Das Festival verspicht noch einige Entdeckungen

Im Zwei-Frauen-Stück „Integrate’er“ geht es um das Transitgefühl und die Fremdheit, um schnoddrige Berliner, die am Telefon zu schnell Deutsch sprechen, um Zukunftsentwürfe mit geringer Halbwertzeit. Iva Topolovec aus Kroatien und Salber Williams, die ihre Wurzeln in Portugal und Zimbabwe hat, spielen ein Paar, das anzukommen versucht und sich darüber zu entzweien droht. Sehr ungekünstelt und unverblümt in Szene gesetzt.

Wie grandios einfach Theater funktionieren kann, beweist auch die Solo-Performance „Brunch Lady“ der Australierin Katie-Rose Spence. Sie spielt eine ziemlich exzentrische Madame, die trotz ihres Behangs mit Fuchsstola womöglich auf Parkbänken nächtigt und einen Zuschauer ihrer Wahl zum Do-it-yourself-Brunch einlädt. Aus den Tiefen ihres ausgeklügelten Fundgrubenkostüms fördert sie dabei alles zutage, was ein romantisches Spätfrühstück braucht, vom improvisierten Kaffeesieb über den Piccolo bis zur Orange für den mundgepressten Saft. Was für ein Slapstick-Talent!

Klar, wo viel gezeigt wird, ist nicht alles Gold.

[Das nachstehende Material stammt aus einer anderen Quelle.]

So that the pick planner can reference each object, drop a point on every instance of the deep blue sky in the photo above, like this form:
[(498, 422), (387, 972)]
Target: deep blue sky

Zwischen den Highlights muss man auch Strapaziöses wie das „Gruesome Manifesto“ absitzen, bei dem die Performerin Cher Nobyl im grünen Nebel die kommende Apokalypse beschwört. Im Gegenzug verspricht dieses „Immigrant Invasion Festival“ (Untertitel) noch einige Entdeckungen. Vom surrealen Kabarett der Gruppe Opera Chaotique bis zur Konzertperformance mit Elektro-Akkordeon.